Lawn care makes a property look good, but they could hire anyone to cut the grass. Fertilization makes it perform better, keeps it green and weed-free. It’s a “keeping up with the Joneses” thing. Curb appeal.

Pest control protects what people actually care about: their home, their family, their pets. Termites, bed bugs, cockroaches, mosquitoes. People want their yard green. But they need a pest-free home.

Profit Margins

I’ve been to hundreds of companies across the country that do all three of these services. Here are the averages I’ve seen.

Lawn care: 10% to 20%. Really good companies running small, super-dense routes with efficient equipment can hit 25%. I’d actually say most are doing less than 10%, if I’m being honest. And robots are coming at some point. We’ve been trying to get these things out there for 20-plus years and they’re still not here, but that could change the game.

Fertilization and weed control: 15% to 25%, with top operators hitting the high 20s to low 30s.

Pest control: 15% to 25%, with top operators pushing 35%. I’ve heard people claim 45% to 50% margins, and it’s probably true, but they’re doing all the work themselves. That’s just not scalable.

These numbers don’t make one business better than the other. They just show how differently each model performs. There are incredible long-term fertilizing companies that do really well. But on average, pest control runs leaner and compounds faster because of the recurring structure.

Valuation and Exit Multiples

Take these as averages. I’ve seen companies in each of these industries get way higher multiples than what I’m about to share.

Lawn care: 1.5x to 3x multiple. Fertilization and weed control: 2.5x to 4x EBITDA. Pest control: 4x to 8x EBITDA.

Platform companies in each of these can go way higher. I’ve seen multiples across all three that blow these numbers away. But on average, investors pay more for the predictability of contracts and retention. Pest control just checks all those boxes. It’s the same hard work in every industry. Investors just pay a premium for that predictability.
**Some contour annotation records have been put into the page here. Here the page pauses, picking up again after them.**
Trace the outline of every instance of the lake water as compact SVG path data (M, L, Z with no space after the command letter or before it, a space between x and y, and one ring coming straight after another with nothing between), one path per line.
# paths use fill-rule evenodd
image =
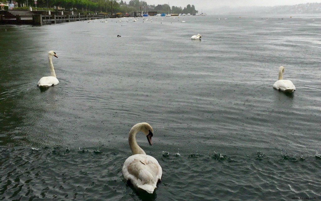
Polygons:
M321 17L290 16L0 26L0 200L319 199ZM142 122L152 195L121 171Z

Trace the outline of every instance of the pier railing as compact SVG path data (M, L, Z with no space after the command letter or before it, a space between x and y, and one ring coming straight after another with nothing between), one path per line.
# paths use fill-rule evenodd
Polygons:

What Each Business Taught Me

Lawn care was my first business. It taught me work ethic. It taught me a lot about business, period.

Fertilizing taught me that once you have products you can mark up and a license that requires a specific applicator, the profit margins are just way higher. Less competition. Better pay per truck, per technician. Better employees.

Pest control taught me leverage. If I’m going to spend my money, let me go back to those original numbers. One truck costs $70,000 to $100,000 and returns around $200,000 with two people. Another costs $100,000 and returns $250,000 with one truck. Or I can spend $25,000 to $35,000 on a pest control setup that can make $300,000 to $400,000 a year. Where am I going to get the best return on my money? Where can I recoup my investment the fastest? That’s pest control. The asset utilization is just way better because I’m getting a much higher return on my investment.

The Bottom Line

When you look at the numbers purely side by side, pest control gives you the most room for growth and the most predictable revenue to build on. If you’re mowing or fertilizing or thinking about adding pest control, take this as your sign to run the numbers.

All three of these work, but one of them compounds faster, holds customers longer, and builds a business that grows every single year. In my opinion, that’s pest control.

That’s exactly why, when I started back over, I built Pest Badger. I knew the best return on my money would be pest control going forward. And that’s why I started this channel: to help other operators and entrepreneurs just like you see what’s possible and dial in the model that scales the right way.